İkincisi ise ‘hedef kitle’ farklılığı…
İlk mektup o vakte kadar kendisinin ‘bebek katili’, ‘teröristbaşı’
olarak lanse edildiği çoğunluğu Türk olan Türkiye’ye idi.
Biz bu ülkeyi birlikte kurduk, birlikte sahip çıkacağız, aynı
zamanda din kardeşiyiz, gelin artık kan akmasın diyordu.
İkinci mektup daha çok ‘Biz bu süreci yürütüyoruz ama elimize ne
geçiyor’ diyen bölge halkına…
Özellikle de zaptedilmesi her geçen daha da zorlaşan savaşla
büyümüş Kürt gençlerine… ‘Hareketimiz bir gençlik hareketi olarak
başlamış ve hep genç kalmıştır. Bu barışa yönelik saldırılara
ve provakasyonlara karşı, barışın yılmaz savunucuları da yine
gençlik olacaktır’ demiş, ‘Oslo, Paris, KCK operasyonları’ gibi
tabelaları göstererek ‘aman provokasyonlara gelmeyin’ diye
uyarmıştı.
Dün, Diyarbakır’daki Newroz Parkı’nda Sırrı Süreyya tarafından
okunan 2015 mesajının ise tek bir hedefi vardı: Devlet.
O nedenle; girizgah kısa tutulmuş, ülkenin bir şirketmiş gibi
yönetilmesini salık veren lidere cevap niyetine ‘neoliberal
politikaların yol açtığı krizler’ hatırlatılmıştı.
O nedenle; normal şartlarda bir saatlik bir destan anlatısı
çıkaracağı Kobane direnişi bir kelimeyle geçilmiş, ‘Eşme ruhu’na
odaklanılmıştı.
‘Eşme ruhu’ nedir?
Süleyman Şah Türbesi’nin yeri bir geceyarısı operasyonuyla
Suriye’de Kürtlerin kontrol ettiği Eşme’ye alınmıştı. Yine Türkiye
yetkililerin de kabul ettiği gibi PYD’ye bağlı silahlı YPG
güçlerinin işbirliği ve eşliği ile bu mümkün olmuştu.
Öyleyse Öcalan ‘Eşme ruhu’nu bu mesaja koyarak ‘Birlikte çalışırsak
Ortadoğu’da güvenliği sağlarız’
Bir de aslında görünen en önemli ifade olarak PKK’ye silah
bırakılması için kongre çağrısı yapmış olması var.

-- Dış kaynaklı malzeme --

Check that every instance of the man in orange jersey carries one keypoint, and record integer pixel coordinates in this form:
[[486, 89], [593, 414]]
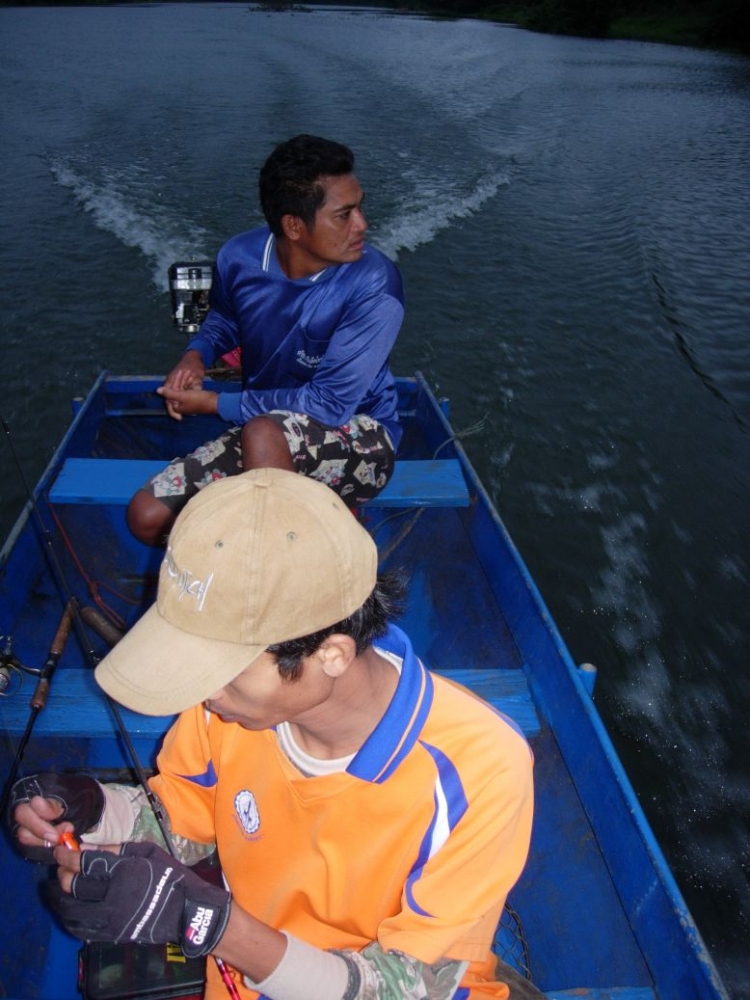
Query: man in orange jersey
[[370, 818]]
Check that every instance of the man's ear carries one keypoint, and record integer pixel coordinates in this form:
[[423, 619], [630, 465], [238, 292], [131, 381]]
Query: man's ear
[[336, 654], [292, 226]]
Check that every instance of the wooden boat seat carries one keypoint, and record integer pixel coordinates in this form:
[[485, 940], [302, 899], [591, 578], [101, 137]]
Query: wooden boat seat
[[430, 483]]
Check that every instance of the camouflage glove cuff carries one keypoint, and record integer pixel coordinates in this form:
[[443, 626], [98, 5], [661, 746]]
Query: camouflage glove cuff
[[81, 798]]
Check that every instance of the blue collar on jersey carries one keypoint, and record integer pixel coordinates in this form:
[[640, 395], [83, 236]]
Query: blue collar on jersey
[[400, 727]]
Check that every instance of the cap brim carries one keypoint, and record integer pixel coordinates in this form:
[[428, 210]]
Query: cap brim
[[158, 669]]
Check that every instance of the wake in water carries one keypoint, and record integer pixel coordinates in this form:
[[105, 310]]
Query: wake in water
[[123, 203], [419, 218]]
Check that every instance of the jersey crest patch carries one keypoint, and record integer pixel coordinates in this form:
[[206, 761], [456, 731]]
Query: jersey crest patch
[[247, 811]]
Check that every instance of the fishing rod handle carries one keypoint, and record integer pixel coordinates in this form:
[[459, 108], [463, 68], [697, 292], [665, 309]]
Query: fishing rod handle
[[41, 692]]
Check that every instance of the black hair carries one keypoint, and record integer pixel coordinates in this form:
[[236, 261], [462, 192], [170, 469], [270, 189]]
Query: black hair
[[290, 179], [365, 625]]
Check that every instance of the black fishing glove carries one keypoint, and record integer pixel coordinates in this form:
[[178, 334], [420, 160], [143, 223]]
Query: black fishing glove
[[81, 798], [142, 894]]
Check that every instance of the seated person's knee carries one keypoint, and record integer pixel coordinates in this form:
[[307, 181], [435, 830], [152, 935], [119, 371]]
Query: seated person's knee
[[148, 518]]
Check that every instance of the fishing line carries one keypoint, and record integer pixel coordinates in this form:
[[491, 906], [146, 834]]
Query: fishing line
[[74, 615]]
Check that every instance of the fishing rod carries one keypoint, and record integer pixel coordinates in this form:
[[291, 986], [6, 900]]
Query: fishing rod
[[39, 697], [78, 617]]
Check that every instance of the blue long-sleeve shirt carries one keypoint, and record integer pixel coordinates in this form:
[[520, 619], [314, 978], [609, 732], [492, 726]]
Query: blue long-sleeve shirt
[[317, 345]]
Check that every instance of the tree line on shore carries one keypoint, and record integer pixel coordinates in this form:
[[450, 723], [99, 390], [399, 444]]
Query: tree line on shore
[[711, 23], [720, 24]]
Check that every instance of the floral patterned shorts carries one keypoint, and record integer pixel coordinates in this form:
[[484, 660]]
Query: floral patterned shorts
[[355, 460]]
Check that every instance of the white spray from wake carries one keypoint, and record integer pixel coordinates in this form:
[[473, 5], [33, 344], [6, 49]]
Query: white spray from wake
[[421, 218], [123, 205]]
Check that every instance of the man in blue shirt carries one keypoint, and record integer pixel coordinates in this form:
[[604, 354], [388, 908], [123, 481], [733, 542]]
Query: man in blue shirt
[[315, 312]]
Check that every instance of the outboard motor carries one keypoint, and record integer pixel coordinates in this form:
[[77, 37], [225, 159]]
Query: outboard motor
[[189, 285]]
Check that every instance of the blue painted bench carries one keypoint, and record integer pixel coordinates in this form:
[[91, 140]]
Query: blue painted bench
[[506, 690], [77, 706], [429, 483]]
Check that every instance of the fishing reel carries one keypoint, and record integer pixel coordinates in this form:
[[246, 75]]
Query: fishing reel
[[11, 668], [189, 285]]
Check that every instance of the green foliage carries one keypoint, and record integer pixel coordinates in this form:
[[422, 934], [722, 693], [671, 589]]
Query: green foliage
[[571, 17]]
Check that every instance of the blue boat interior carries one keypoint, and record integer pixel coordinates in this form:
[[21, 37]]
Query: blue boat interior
[[591, 915]]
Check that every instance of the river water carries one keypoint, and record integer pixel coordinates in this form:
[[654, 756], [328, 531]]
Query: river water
[[573, 224]]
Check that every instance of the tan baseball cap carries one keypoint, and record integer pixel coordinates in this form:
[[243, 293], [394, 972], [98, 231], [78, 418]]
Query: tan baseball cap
[[252, 560]]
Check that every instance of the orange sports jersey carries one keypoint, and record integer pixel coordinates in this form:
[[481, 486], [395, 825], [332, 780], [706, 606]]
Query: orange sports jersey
[[415, 845]]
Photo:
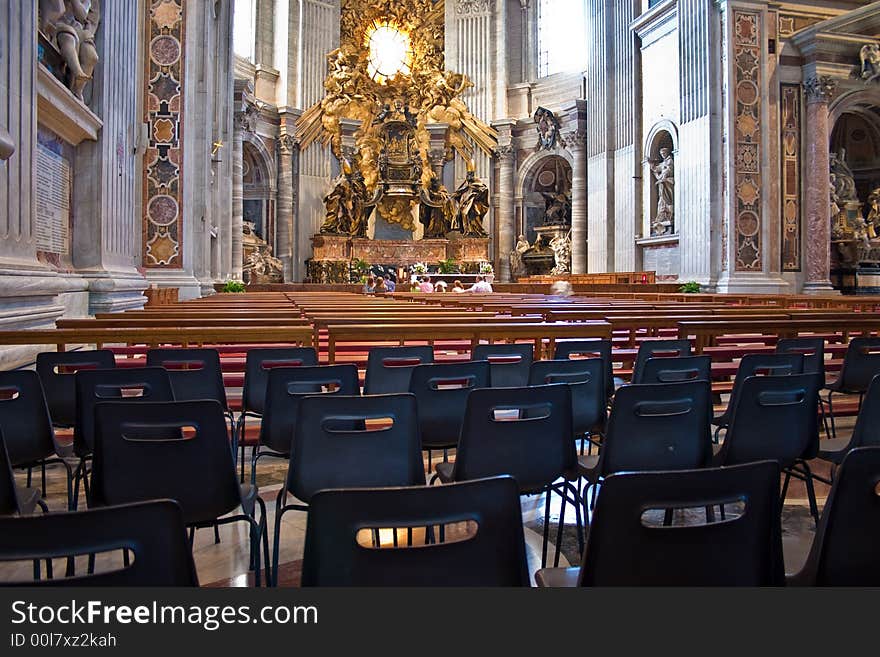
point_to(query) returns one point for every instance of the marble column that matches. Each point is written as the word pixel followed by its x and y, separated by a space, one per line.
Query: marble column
pixel 237 201
pixel 284 217
pixel 577 145
pixel 818 92
pixel 506 230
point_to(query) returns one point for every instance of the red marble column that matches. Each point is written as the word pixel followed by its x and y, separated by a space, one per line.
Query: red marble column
pixel 817 201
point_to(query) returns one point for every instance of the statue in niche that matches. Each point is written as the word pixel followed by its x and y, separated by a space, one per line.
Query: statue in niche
pixel 436 210
pixel 873 219
pixel 557 208
pixel 343 205
pixel 664 174
pixel 473 204
pixel 869 57
pixel 844 180
pixel 517 266
pixel 71 25
pixel 547 126
pixel 561 247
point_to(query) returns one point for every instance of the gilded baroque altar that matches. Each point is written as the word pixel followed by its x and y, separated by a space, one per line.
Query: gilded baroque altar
pixel 393 117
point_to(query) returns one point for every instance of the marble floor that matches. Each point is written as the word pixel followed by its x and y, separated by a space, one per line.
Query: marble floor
pixel 226 563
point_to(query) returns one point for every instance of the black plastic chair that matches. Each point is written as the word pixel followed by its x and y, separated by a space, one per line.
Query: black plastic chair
pixel 258 364
pixel 588 394
pixel 525 433
pixel 757 365
pixel 153 531
pixel 286 386
pixel 846 547
pixel 654 427
pixel 861 364
pixel 97 386
pixel 624 549
pixel 508 363
pixel 136 459
pixel 195 374
pixel 866 432
pixel 775 417
pixel 27 428
pixel 389 368
pixel 659 349
pixel 329 452
pixel 675 370
pixel 442 391
pixel 494 555
pixel 588 349
pixel 57 370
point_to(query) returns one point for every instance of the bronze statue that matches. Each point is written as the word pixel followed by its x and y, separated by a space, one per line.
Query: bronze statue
pixel 473 204
pixel 436 211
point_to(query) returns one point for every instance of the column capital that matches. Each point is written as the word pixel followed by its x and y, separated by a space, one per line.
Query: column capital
pixel 820 89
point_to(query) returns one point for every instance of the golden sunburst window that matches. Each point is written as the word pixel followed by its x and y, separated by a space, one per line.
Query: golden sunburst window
pixel 390 51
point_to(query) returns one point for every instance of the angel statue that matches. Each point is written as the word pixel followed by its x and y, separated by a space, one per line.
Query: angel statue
pixel 436 210
pixel 473 204
pixel 869 56
pixel 72 25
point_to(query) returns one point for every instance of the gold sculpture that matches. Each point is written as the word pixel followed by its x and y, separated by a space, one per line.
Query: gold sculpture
pixel 388 73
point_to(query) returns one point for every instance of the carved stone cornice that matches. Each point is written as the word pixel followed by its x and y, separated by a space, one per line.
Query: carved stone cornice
pixel 820 89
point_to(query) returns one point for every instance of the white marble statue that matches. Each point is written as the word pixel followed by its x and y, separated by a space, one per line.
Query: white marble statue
pixel 72 24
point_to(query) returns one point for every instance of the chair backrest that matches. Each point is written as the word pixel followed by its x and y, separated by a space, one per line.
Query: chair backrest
pixel 860 364
pixel 775 417
pixel 57 370
pixel 522 432
pixel 658 427
pixel 659 349
pixel 628 545
pixel 846 548
pixel 153 531
pixel 24 418
pixel 328 452
pixel 490 553
pixel 152 384
pixel 675 370
pixel 194 373
pixel 763 365
pixel 136 458
pixel 588 349
pixel 442 391
pixel 287 386
pixel 867 430
pixel 586 378
pixel 9 503
pixel 508 363
pixel 812 349
pixel 260 362
pixel 389 368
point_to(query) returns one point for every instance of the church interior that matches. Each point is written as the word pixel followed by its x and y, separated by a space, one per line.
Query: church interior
pixel 560 292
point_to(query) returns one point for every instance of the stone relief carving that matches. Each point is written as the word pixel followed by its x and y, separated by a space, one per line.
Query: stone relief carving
pixel 869 57
pixel 71 25
pixel 548 130
pixel 664 173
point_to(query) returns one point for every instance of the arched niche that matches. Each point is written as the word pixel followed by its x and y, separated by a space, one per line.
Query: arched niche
pixel 663 134
pixel 541 173
pixel 258 188
pixel 856 131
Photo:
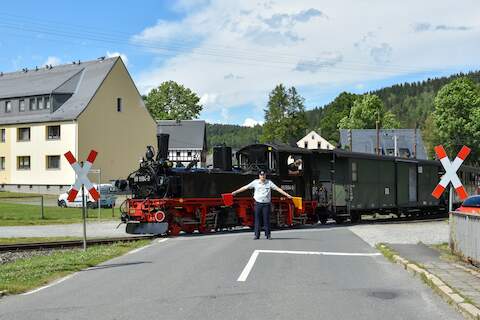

Başta da söylediğim gibi, mektubun tamamında olduğu gibi bu
bölümünde de PKK’ye, Kürtlere ya da Türklere birşey söylemiyor,
hitabını devlete doğrultuyor.
Bu kongrenin ‘parlamento üyeleri ve İzleme Heyetinden’ kişilerin
oluşturduğu bir Hakikat ve Yüzleşme komisyonu oluştuktan sonra ve
hükümetle vardıkları/varacakları ‘ilkesel mutabakat’ bu komisyon
tarafından onaylandıktan sonra toplanacağını söylüyor. Hemen
ardından gelen Türkiye halklarının ‘eşit anayasal yurttaşlık’
içerisinde kardeşçe yaşamasından söz etmesi de takdir edersiniz ki
‘yeni anayasa’ talebini yinelemesi anlamına geliyor.
28 Şubat 2014’te Dolmabahçe’de hükümet üyeleri ve İmralı heyetine
giden HDP vekillerinin bir arada bir toplantı düzenlemesi hükümetin
siyasi olarak süreçte varlığını alenileştirmesi açısından önemli ve
umut vericiydi. Sırf bu toplantıyı veri olarak alırsak, Öcalan’ın
silah bırakma kongresinin toplanması için öne sürdüğü şartların bir
biçimde yerine gelebileceğini düşünebilirdik.